Devo também dizer que parece haver muita mais leitura em inglês. Muita gente lê em inglês em vez de ler em português, e isso também parece ser um fenómeno relativamente recente e bastante visível.

“Há pessoas que tendem a idealizar o passado e dizer que houve uma altura em que todos escrevíamos bem, e normalmente fala-se daquela mítica quarta classe em que supostamente as pessoas saíam a escrever maravilhosamente bem. Mas a verdade é que, quando vemos os resultados de várias gerações, não são muito melhores nas gerações mais antigas.”

Quanto à minha experiência, quando era mais nova e queria comprar um livro, muitas vezes optava pelo original, porque muitas vezes era mais barato.

E não só: as traduções costumam sair mais tarde. Ou seja, quando uma pessoa tem algum conhecimento de inglês, é natural optar pelo original.

Um jovem português sabe ler em português, claro, mas também sabe ler em inglês, porque teve formação para isso. Acho que isso é algo positivo. Quando sai um livro sobre o qual toda a gente fala, temos acesso à opinião de muitas pessoas de todo o mundo, através das redes sociais — já não é só o nosso grupo de amigos, é um grupo muito maior. Fala-se de um livro específico, o livro sai em inglês, pode ser encomendado e chega no dia seguinte por 12 euros, por exemplo. Ou então sai três semanas depois em português por 16 euros. É natural que a tendência seja comprar logo o livro em inglês.

Mesmo que a diferença de preço não seja grande, a diferença de tempo faz com que a pessoa compre logo, até porque muitas vezes é uma decisão de impulso. Existem alguns países e algumas editoras que tentam combater este fenómeno, fazendo acordos com as editoras dos livros, que muitas vezes são anglo-saxónicas, para lançar as traduções ao mesmo tempo, mas por cá em Portugal não vi muito isso, embora no Brasil já tenha visto. Isso já aconteceu com pelo menos um autor que conheço. Tinha particular interesse nele, o Ian McEwan, um autor muito conhecido em Inglaterra, e no Brasil um dos últimos livros saiu antes da edição original no Reino Unido, o que já foi uma estratégia para tentar combater o fenómeno de as pessoas lerem primeiro em inglês e só depois em português.
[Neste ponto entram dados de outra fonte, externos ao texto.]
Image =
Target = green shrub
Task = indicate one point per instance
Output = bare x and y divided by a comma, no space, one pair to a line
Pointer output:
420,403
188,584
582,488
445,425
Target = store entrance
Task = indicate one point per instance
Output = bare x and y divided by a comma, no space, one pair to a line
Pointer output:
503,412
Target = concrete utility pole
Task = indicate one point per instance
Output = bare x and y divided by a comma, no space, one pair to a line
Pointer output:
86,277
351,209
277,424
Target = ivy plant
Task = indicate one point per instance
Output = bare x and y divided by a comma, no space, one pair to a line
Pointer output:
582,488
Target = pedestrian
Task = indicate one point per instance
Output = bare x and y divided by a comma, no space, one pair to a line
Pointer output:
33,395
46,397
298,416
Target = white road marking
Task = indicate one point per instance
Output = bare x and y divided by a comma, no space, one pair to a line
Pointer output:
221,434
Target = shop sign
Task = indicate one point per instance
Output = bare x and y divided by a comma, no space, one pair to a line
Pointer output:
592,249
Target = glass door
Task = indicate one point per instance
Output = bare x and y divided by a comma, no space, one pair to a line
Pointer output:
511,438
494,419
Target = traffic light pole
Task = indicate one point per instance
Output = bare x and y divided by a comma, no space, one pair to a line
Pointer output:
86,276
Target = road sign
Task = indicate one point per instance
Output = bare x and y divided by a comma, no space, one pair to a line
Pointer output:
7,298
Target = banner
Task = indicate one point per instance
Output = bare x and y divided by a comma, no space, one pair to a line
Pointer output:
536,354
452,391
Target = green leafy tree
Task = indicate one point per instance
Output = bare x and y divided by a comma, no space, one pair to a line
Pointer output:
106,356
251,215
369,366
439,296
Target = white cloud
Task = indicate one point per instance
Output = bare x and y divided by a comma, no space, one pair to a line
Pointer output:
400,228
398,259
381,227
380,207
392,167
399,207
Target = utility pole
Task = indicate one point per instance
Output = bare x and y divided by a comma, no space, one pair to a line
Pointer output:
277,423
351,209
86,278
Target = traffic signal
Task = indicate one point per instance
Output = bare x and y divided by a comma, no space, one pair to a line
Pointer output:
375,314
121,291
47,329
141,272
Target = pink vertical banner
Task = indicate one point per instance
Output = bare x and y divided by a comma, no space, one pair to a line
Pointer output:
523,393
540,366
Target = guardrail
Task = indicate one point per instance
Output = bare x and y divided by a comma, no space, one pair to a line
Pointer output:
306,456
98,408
Não sei muito bem qual será o resultado disso. Não me parece que seja fácil combater este fenómeno, porque é uma combinação de vários factores: o bom conhecimento de inglês que as pessoas têm, o que até é algo positivo; os livros serem mais baratos em inglês; saírem primeiro em inglês e serem discutidos primeiro em inglês.

A única coisa que posso dizer é que estou na área da tradução, por isso estudo muito as traduções e gosto muito dessa área. Mas neste caso em concreto, penso que um dos pontos que podemos pelo menos propor para melhorar ou aumentar a leitura em português é também criar livros em português que estejam rapidamente disponíveis. É essa a forma para termos as pessoas a ler em português: chegar até elas e oferecer-lhes algo que elas queiram ler. Não é fácil.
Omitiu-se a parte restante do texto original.